La Cassazione civile è intervenuta sulla prova della infedeltà coniugale (nel giudizio con cui si chiede l’addebito della separazione) con sentenza n.  19114/2012.

La prova per l’accertamento della violazione dei doveri matrimoniali, primo fra tutti quello della fedeltà coniugale ai fini della dichiarazione di addebito, risulta spesso indiziaria e indiretta, dal momento che i fatti oggetto di causa avvengono per lo più tra le mura domestiche o comunque in situazioni non pubbliche.

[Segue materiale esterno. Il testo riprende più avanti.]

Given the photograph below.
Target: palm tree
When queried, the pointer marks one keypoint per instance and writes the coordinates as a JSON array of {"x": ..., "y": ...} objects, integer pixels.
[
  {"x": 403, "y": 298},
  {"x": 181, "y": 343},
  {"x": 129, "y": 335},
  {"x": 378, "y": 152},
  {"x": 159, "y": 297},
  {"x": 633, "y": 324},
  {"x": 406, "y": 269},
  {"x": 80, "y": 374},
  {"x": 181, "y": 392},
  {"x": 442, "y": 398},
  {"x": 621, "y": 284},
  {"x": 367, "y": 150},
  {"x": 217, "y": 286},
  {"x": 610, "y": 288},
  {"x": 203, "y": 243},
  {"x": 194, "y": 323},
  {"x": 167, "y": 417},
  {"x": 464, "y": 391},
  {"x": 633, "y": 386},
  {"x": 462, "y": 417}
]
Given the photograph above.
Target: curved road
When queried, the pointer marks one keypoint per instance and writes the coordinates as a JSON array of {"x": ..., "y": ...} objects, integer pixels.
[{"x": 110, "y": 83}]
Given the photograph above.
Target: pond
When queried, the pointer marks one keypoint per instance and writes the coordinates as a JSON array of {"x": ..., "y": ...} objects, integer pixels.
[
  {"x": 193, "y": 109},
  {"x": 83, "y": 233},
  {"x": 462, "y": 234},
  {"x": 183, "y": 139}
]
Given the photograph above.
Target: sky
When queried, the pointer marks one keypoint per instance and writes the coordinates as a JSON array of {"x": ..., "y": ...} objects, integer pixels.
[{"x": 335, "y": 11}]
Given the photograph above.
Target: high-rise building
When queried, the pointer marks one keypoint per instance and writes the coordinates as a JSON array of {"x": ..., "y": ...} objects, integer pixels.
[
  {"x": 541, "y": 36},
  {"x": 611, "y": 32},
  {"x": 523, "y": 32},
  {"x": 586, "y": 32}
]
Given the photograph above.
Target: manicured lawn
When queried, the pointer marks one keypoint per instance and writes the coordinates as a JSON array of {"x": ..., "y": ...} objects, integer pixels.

Ebbene, la Corte si è espressa nel senso che l’infedeltà coniugale si può provare anche con testimonianza indiretta, che si verifica quando il fatto non è a conoscenza diretta del testimone che viene sentito in causa, per averlo questi sentito dire ad esempio da terze persone.

Pur trattandosi di prove indiziarie, i Giudici hanno precisato che detti indizi possono divenire elemento di prova quando siano suffragati da altre circostanze oggettive e soggettive o da altre risultanze probatorie acquisite al processo che concorrano a rafforzarne la credibilità

Il giudice quindi potrà basare la propria decisione anche su presunzioni, purché siano gravi, precise e concordanti

Ecco la massima:”Nell’addebitare la separazione, il giudice può tener conto anche delle testimonianze de relato, aventi ad oggetto la narrazione di fatti non appresi direttamente dal teste, ma a lui riferiti, non sussistendo violazione dei principi che regolano la prova e la sua valutazione in base ai principi stabiliti dagli artt. 115 e 116 c.p.c.”.